Learning to teach in Freedom Schools: Developing practices and identities as educators and activists
by Jackson, Tambra Oni, Ph.D., Michigan State University, 2006, 177 pages |
This study examines how program interns participating in the Children's Defense Fund Freedom Schools---a national-community collaborative program for under-resourced communities---learned to teach through their participation in a national training institute and activities and learning opportunities at their local site. College-aged young adults known as "servant-leader interns" are the teachers in this context. At the national training and throughout the Freedom School program at their local sites interns are a part of various training and learning opportunities centered on engaging their students in the Freedom Schools curriculum. Such opportunities include curriculum training sessions, child development workshops, and daily site debriefing meetings.
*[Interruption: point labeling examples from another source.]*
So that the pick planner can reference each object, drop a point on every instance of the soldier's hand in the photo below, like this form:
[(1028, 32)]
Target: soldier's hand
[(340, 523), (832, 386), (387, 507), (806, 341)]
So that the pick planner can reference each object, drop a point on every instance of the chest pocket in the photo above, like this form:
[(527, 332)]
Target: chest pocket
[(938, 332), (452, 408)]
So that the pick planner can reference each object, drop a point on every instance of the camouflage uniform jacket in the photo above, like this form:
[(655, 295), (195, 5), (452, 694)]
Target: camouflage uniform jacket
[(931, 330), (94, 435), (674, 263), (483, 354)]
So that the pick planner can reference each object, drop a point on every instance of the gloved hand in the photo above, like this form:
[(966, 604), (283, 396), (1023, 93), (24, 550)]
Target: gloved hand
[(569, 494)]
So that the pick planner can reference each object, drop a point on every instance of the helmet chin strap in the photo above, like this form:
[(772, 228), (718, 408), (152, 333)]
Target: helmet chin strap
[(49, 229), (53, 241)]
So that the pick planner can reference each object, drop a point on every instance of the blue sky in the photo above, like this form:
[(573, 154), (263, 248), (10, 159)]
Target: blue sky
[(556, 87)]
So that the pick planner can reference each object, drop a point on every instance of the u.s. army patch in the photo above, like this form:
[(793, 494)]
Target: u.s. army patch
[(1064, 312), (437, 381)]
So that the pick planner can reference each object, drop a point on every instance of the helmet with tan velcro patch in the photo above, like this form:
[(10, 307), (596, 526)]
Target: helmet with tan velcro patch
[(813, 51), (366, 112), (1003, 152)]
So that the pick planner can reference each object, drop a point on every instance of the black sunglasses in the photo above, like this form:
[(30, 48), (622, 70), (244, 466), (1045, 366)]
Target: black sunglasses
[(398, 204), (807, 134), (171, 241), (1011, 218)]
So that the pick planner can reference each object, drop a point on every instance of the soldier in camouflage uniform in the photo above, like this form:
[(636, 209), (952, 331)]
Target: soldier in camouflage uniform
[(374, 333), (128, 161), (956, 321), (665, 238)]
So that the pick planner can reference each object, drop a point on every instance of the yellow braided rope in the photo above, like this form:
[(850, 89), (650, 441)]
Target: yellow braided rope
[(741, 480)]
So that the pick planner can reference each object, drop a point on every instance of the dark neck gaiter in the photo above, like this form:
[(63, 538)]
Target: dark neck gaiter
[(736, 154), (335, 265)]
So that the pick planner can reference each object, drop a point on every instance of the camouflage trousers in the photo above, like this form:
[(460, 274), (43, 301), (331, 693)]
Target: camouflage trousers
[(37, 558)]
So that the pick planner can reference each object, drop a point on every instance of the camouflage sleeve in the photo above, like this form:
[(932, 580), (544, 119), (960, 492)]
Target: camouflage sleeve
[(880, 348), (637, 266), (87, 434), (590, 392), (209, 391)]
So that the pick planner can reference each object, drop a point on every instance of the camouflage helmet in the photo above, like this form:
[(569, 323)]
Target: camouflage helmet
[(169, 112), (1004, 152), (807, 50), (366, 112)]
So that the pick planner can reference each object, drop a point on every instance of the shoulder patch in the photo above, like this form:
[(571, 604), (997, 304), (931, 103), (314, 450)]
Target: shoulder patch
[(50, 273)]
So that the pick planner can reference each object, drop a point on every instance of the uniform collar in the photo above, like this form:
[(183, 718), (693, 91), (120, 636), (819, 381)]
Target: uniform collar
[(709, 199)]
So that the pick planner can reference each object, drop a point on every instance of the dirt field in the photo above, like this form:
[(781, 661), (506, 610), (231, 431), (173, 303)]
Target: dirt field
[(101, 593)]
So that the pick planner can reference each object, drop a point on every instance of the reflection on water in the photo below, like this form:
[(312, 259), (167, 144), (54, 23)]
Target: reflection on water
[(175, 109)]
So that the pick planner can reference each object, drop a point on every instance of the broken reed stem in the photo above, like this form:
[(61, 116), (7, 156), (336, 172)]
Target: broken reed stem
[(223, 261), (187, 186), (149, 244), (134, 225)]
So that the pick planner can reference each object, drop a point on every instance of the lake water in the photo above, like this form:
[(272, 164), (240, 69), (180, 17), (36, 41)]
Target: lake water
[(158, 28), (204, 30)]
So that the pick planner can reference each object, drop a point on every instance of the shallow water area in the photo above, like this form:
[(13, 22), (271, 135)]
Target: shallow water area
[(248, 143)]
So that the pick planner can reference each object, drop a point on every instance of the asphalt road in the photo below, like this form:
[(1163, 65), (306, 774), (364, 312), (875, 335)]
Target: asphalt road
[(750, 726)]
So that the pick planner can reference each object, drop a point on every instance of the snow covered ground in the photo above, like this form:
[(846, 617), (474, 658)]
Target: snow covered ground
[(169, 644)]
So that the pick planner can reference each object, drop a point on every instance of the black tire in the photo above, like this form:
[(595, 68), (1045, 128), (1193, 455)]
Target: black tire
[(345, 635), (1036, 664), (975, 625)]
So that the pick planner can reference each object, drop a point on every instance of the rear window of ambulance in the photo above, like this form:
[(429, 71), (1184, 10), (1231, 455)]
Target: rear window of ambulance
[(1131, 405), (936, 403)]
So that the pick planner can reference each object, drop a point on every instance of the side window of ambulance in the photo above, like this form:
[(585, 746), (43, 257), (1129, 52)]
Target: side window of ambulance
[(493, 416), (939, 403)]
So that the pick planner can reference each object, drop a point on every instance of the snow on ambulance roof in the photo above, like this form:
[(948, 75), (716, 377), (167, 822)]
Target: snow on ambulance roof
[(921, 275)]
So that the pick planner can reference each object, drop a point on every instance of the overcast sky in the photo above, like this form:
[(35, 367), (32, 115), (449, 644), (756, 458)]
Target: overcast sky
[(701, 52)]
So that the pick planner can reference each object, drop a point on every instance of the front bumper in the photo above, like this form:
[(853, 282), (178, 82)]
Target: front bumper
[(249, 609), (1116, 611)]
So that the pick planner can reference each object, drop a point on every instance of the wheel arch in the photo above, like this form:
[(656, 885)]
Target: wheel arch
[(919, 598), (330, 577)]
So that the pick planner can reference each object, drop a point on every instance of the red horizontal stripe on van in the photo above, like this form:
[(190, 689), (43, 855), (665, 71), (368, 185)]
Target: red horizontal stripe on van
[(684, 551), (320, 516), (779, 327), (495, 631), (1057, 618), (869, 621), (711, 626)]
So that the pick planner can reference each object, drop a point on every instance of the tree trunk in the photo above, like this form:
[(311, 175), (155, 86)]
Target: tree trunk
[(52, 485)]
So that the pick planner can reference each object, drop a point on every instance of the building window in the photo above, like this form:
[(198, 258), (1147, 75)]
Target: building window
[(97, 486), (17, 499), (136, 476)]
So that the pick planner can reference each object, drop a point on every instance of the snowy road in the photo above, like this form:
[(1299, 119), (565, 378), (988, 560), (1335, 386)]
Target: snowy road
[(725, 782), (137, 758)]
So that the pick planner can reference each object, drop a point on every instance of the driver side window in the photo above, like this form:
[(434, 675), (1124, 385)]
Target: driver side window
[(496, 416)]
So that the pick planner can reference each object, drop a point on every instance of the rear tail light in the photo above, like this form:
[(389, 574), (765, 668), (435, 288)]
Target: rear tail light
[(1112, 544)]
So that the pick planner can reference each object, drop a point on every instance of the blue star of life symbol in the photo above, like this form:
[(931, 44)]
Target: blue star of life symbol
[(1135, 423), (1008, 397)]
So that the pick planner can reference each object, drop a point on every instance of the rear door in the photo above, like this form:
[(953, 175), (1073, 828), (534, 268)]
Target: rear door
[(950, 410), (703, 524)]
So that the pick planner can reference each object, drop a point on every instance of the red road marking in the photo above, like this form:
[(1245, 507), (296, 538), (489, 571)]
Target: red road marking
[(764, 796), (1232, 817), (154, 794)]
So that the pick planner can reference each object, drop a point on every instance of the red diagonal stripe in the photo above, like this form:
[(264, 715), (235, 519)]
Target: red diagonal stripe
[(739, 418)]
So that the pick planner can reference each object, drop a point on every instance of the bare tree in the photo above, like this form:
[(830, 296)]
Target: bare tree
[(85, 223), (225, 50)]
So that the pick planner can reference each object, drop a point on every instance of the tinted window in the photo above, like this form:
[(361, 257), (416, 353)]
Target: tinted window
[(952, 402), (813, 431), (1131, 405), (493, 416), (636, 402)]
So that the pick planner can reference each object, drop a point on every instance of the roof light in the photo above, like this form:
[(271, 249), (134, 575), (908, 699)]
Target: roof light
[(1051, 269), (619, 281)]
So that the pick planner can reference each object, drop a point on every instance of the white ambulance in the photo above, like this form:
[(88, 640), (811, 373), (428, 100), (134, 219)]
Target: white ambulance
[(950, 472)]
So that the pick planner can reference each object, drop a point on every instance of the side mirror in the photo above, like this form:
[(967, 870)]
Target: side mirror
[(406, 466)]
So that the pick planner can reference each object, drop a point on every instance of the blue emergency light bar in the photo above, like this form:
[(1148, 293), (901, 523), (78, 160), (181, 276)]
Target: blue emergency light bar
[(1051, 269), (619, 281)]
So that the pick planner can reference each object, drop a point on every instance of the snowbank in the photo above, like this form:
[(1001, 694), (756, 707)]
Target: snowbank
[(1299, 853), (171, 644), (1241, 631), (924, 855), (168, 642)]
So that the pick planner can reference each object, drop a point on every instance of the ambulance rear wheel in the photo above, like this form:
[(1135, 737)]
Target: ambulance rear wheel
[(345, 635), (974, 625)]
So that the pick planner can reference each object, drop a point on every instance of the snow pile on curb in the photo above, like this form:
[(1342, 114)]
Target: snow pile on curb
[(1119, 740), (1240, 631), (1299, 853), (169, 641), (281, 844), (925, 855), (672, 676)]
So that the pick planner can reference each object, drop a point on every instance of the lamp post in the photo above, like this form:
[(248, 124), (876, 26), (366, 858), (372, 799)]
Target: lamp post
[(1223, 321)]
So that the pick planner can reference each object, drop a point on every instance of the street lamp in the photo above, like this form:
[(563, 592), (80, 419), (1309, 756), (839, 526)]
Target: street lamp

The author used ethnographic methods and worked within an interpretive paradigm to explore the topic in this study, because the intent was to describe the development and learning of the interns as teachers engaging in opportunities for learning. The data set included observations and fieldnotes from national training sessions, interviews with the site coordinator and national trainers, field notes and audio taped conversations from the daily debrief meetings, intern journals, and national and site documents and artifacts. Through inductive, thematic analysis, this study documents how interns learned to become educators and activists at Freedom School. Key to this process was the interns' induction into a social justice movement; programmatic efforts to develop intern stance and agency as educators; and the various ways in which interns were supported in their development. The nature of the national training institute is highlighted along with examples of the activities, learning opportunities and sources of support at both national training and the local site.
Finally, the author discusses the usefulness of such an analysis in that providing a profile of Freedom School training presents an alternative model of teacher preparation and development grounded in notions of culturally responsive teaching, teaching for social justice, and preparing teachers for diversity.